D) It’s an elite gentleman’s club and/or fraternity (with some token ladies and minorities allowed), that follows the same rules of discretion and secret insider knowledge. Its cabal-like quality renders all outsiders impotent and sneer worthy.
E) All of the above.
If you guessed ‘All of the above’ you would be correct. Among other factors, Reid’s ridiculous support of the ‘silent’ filibuster has rendered the Senate a useless body for doing the one thing not on that list: passing laws the vast majority of Americans support.
Now then, given this, which brave senator who filibustered yesterday’s vote is willing to talk with the parents of a child killed by gun violence and is willing to explain their principled position?

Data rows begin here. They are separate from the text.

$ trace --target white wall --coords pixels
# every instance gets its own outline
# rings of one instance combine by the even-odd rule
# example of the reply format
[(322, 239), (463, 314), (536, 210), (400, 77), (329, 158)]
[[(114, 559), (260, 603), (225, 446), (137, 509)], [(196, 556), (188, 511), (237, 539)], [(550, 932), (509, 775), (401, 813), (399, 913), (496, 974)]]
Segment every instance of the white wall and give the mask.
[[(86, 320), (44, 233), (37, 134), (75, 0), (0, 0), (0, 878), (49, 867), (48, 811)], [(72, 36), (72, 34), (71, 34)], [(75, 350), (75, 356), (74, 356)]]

A) Rand Paul who has become so seduced by Ayn Rand’s pot boiler, “The Fountain Head”, that he accepts at face value principles like ‘altruism is evil’, or worse, that cardboard characters like Howard Roark might actually live.
B) Mitch McConnell, because he spent the day after the vote gloating over his victory and mocking the Senate’s background check efforts (another silent filibuster win!—which is not surprising as Mitch McConnell once even managed to filibuster a bill he sponsored himself).
C) Max Baucus, because cowardice is a principle, too, isn’t it?
D) None of the above.
The answer is D, because despite the relative accuracy of the other answers, the naked truth is none of these folks would have the courage to face the full fury of their victims. That’s 3,513 gun deaths just since the Newtown Massacre and rising daily. That’s more than died in 9/11.
Gabby Gifford said it best in this New York Times piece, A Senate in the Gun Lobby’s Grip:
“I am asking every reasonable American to help me tell the truth about the cowardice these senators demonstrated. I am asking for mothers to stop these lawmakers at the grocery store and tell them: You’ve lost my vote. I am asking activists to unsubscribe from these senators’ e-mail lists and to stop giving them money. I’m asking citizens to go to their offices and say: You’ve disappointed me, and there will be consequences. “
And that’s the answer to our last question: What do we do now?